By and  on February 27, 2002

NEW YORK -- Happy to bid adieu to 2001, Federated Department Stores Inc. posted steep fourth-quarter losses, although slightly lower than expected, and outlined steps to improve its customers' shopping experience in the future.

The Cincinnati-based department store giant, which saw last year's sales dip below $16 billion, also boosted its expectations for 2002. Wall Street returned the favor by trading its shares up $2.64, or 6.8 percent, to close at $41.66 on the New York Stock Exchange Tuesday.

Net losses for the quarter ended Feb. 2 totaled $447 million, or $2.23 a diluted share, compared with year-ago profits of $332 million, or $1.65.

Results were dragged down by a $770 million aftertax loss on disposal of the Fingerhut unit, $292 million of which are attributable to estimated operating losses during the wind-down period. While Federated, as reported, has signed a letter of intent to sell Fingerhut to Business Development Group Acquisitions Inc., it is recording the loss based on the assumption that the catalog operator will be closed instead. Estimates would be updated if the sale goes through. The $770 million figure is below the $800 million to $950 million previously forecast.

The quarter also carried with it a truckload of other restructuring charges related to the closure of Stern's, integration of Liberty House and the reorganization of the firm's direct business, aggregating to $95 million in pretax items. The prior year's quarter included $80 million in pretax charges.

Income from continuing operations before charges retreated 22.5 percent to $310 million, or $1.90 a diluted share, compared with $400 million, or $2.23, during the year-ago period, which included an extra week. By this measure, earnings per share beat Wall Street estimates of $1.86 a share by 4 cents.

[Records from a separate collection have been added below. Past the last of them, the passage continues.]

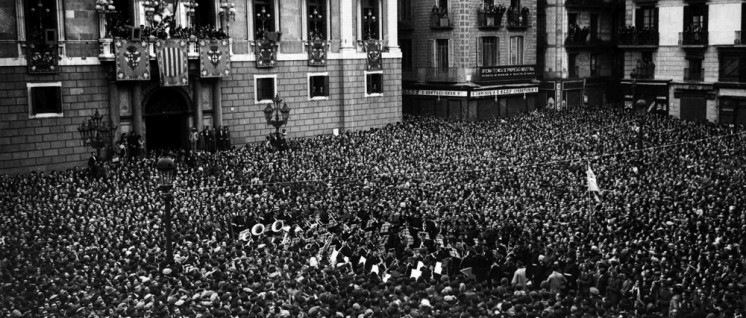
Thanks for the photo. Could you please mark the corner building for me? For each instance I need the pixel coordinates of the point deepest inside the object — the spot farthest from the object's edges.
(57, 68)
(578, 57)
(686, 58)
(468, 60)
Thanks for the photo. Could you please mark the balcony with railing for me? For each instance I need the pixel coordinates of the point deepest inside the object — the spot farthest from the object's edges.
(490, 16)
(443, 74)
(644, 71)
(694, 74)
(631, 37)
(698, 39)
(439, 19)
(519, 18)
(582, 38)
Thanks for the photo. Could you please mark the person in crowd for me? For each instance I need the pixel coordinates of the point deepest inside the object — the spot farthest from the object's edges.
(422, 218)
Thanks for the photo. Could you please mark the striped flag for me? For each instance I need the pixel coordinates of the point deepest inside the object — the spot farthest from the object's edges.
(172, 61)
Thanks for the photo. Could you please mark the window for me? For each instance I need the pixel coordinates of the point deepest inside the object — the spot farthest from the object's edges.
(490, 52)
(572, 18)
(204, 14)
(44, 99)
(318, 85)
(370, 19)
(516, 50)
(594, 65)
(265, 87)
(646, 18)
(373, 83)
(405, 10)
(694, 72)
(695, 18)
(317, 19)
(41, 19)
(264, 11)
(732, 67)
(406, 52)
(441, 53)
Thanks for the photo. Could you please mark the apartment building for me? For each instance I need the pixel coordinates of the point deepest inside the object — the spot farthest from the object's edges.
(336, 63)
(578, 58)
(468, 60)
(686, 58)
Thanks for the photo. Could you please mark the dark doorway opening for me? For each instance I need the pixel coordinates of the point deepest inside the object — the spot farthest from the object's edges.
(167, 120)
(165, 132)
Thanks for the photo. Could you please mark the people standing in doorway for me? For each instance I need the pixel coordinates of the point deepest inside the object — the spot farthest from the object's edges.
(211, 140)
(193, 138)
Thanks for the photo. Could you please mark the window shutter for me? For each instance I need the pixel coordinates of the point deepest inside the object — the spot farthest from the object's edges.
(480, 51)
(705, 17)
(639, 18)
(451, 55)
(433, 52)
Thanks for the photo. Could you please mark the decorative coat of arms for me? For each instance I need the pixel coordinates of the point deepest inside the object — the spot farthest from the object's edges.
(373, 54)
(172, 62)
(215, 58)
(317, 49)
(133, 60)
(266, 53)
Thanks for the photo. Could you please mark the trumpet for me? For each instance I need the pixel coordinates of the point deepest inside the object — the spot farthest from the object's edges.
(257, 229)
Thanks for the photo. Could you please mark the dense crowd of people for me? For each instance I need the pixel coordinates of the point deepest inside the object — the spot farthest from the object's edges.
(424, 218)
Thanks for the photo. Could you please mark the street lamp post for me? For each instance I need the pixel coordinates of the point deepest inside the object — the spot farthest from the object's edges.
(166, 176)
(277, 115)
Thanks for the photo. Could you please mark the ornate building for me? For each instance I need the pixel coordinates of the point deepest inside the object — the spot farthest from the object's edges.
(686, 58)
(468, 60)
(578, 55)
(159, 68)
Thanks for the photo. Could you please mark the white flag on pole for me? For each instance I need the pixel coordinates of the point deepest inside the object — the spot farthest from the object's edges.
(592, 185)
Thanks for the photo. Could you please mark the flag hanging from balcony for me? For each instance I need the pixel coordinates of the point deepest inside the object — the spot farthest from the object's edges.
(373, 53)
(214, 58)
(133, 60)
(172, 62)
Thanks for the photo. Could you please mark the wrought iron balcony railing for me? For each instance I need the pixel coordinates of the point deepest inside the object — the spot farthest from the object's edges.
(693, 38)
(632, 37)
(694, 74)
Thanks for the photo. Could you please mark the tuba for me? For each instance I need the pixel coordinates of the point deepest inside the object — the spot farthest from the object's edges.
(257, 229)
(277, 226)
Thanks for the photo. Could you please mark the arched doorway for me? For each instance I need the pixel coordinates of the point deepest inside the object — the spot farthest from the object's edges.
(166, 120)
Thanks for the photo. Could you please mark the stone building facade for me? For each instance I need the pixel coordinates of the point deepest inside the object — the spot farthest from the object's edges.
(685, 58)
(578, 58)
(44, 101)
(468, 60)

Overall sales for the quarter descended 8.4 percent to $5.13 billion from $5.6 billion a year ago. Same-store sales at department stores were down 6 percent.

In a statement, chairman and chief executive James Zimmerman, cited cash flow -- which was up to more than $775 million for the year compared with $600 million last year -- as a point of strength. "By this standard, 2001 was a good year for Federated," he noted. "This is strategically important in maintaining maximum financial flexibility."